Going through a breakup after being in a long, committed relationship can be an extremely painful and difficult experience. When you’ve invested so much time, energy, and emotion into a relationship, having it end often brings up intense feelings of grief, sadness, anger, and regret. It’s not just the loss of the relationship you’re mourning, but also the hopes, dreams, and future you envisioned with your ex-partner. While the grief you feel may seem endless, there are healthy ways to process these emotions so you can heal and eventually move forward. This blog looks at one some things you can do to deal with grief after the breakup.
Accept Your Feelings
The first step in recovering from a breakup is to allow yourself to fully experience whatever emotions arise, without judgment. Suppressing your feelings or beating yourself up for still caring will only prolong the grieving process. Let yourself cry if you feel like crying, journal your thoughts if that helps you process, or talk to close friends about what you’re going through. Facing your emotions head-on is the only way to work through them. Expect that you may cycle through disbelief, sadness, anger, and regret—sometimes bouncing rapidly between them. This is normal following a major loss.
Practice Self-Care
When you’re grieving, it’s crucially important to take extra good care of yourself physically and emotionally. Combat feelings of depression with regular exercise, even if just a short walk outside each day. Eat plenty of nourishing foods and avoid unhelpful coping mechanisms like excess alcohol. Get enough sleep each night, and engage in relaxing activities before bed like taking a bath or meditating. The better care you take of your body and mind, the faster you’ll recover. Surround yourself with positive influences and uplifting people who care about your wellbeing. This is a time to be gentle with yourself.

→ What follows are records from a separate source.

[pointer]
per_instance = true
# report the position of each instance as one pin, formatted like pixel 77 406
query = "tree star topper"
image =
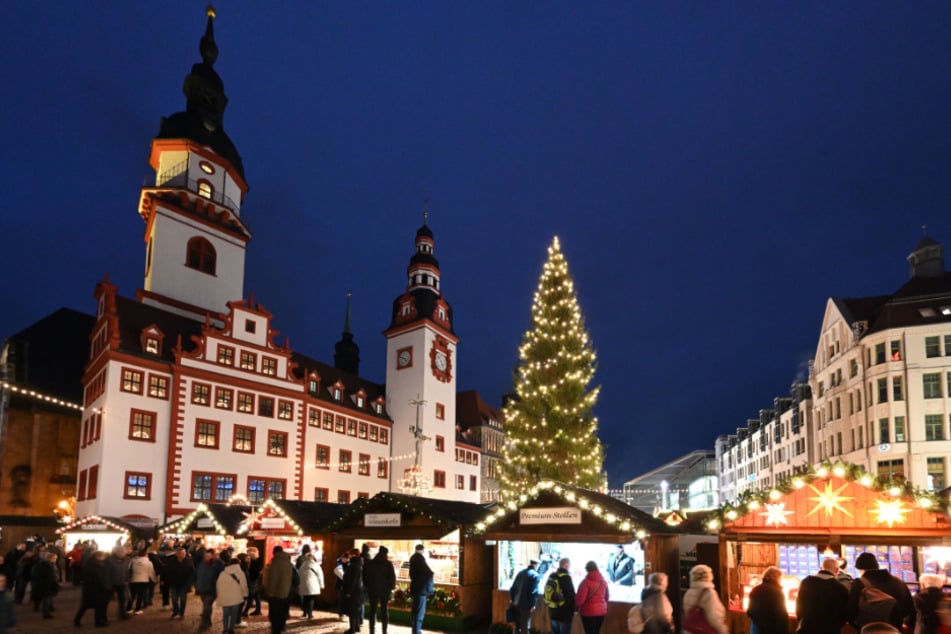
pixel 829 500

Reflect on the Relationship
Once the initial rawness of the breakup subsides, you can gain helpful perspective by taking time to reflect. Consider the ways the relationship wasn’t working, as well as your unmet needs. This isn’t about placing blame, but better understanding why things ultimately ended. Even long relationships that are overall loving can have unhealthy patterns that lead to their downfall. Reflection will help you identify how you want your next relationship to be different. You can take these lessons forward.
Look to the Future
An important part of healing is focusing your thoughts on the future, rather than dwelling on the past. Whenever you catch yourself ruminating about your ex or the pain of the breakup, consciously shift your mindset to envisioning possibilities ahead. Think about goals and dreams you have outside of romantic relationships. How do you want to grow as a person? Consider taking a class, starting a new hobby, deepening friendships, traveling somewhere new, or beginning a new career path. Infuse your life with things that energize and inspire you. The more you focus forward, the less stuck you’ll feel.
Cut Ties
In most cases, maintaining contact and trying to remain friends right after a breakup makes it much harder to move on. You need space and distance to gain perspective. This means defriending them on social media, removing their number from your phone, putting away gifts and photographs, and halting communication unless absolutely necessary. If you have shared financial or other obligations requiring you interact, keep it brief and focused on the logistical issue. Visibly clearing your ex from your life is cleansing and empowering.
Seek Support
You don’t have to go through the grieving process alone. Seek out the support of trusted loved ones who will listen without judgement. Or, consider talking to a counselor who can help you navigate the emotional aftermath in a healthy way. Joining a support group is another option for making connections with others experiencing similar losses. There is nothing weak about asking for help when you need it—in fact, it takes great courage and vulnerability. Know that others care about your wellbeing and want to be there for you.
Honor What Was Positive
Even if the relationship had to end, try to look back on the good times and happy memories with gratitude rather than bitterness. Appreciate the ways this person enriched your life for the period of time you were together. Though the future you had planned may not have come to fruition, you still shared meaningful experiences that contributed to who you are. Honor the positive without dwelling on it.
Trust the Process
It takes time to truly heal from a major breakup. There will be good days when you start to feel hope, and inevitably some bad days when feelings of grief surface again. Ups and downs are normal. Trust that if you are patient and nurturing with yourself, follow a healthy mourning process, and remain open to new beginnings, the pain will subside. One day in the future, you’ll wake up and realize you feel genuinely happy and optimistic about love again. Breakups alter us, but they don’t have to define us. You will get through this.
Going through the ending of a long-term relationship is one of life’s greatest challenges. Allow yourself to fully grieve, but also know you have the strength to eventually rebuild your life and thrive again. Be compassionate with yourself each step of the way. If you implement healthy coping strategies and give the healing process proper time and care, you can emerge wiser and more resilient. The loss may always be part of your story—but it doesn’t have to be the whole story. Keep believing in yourself and the promise of brighter days ahead.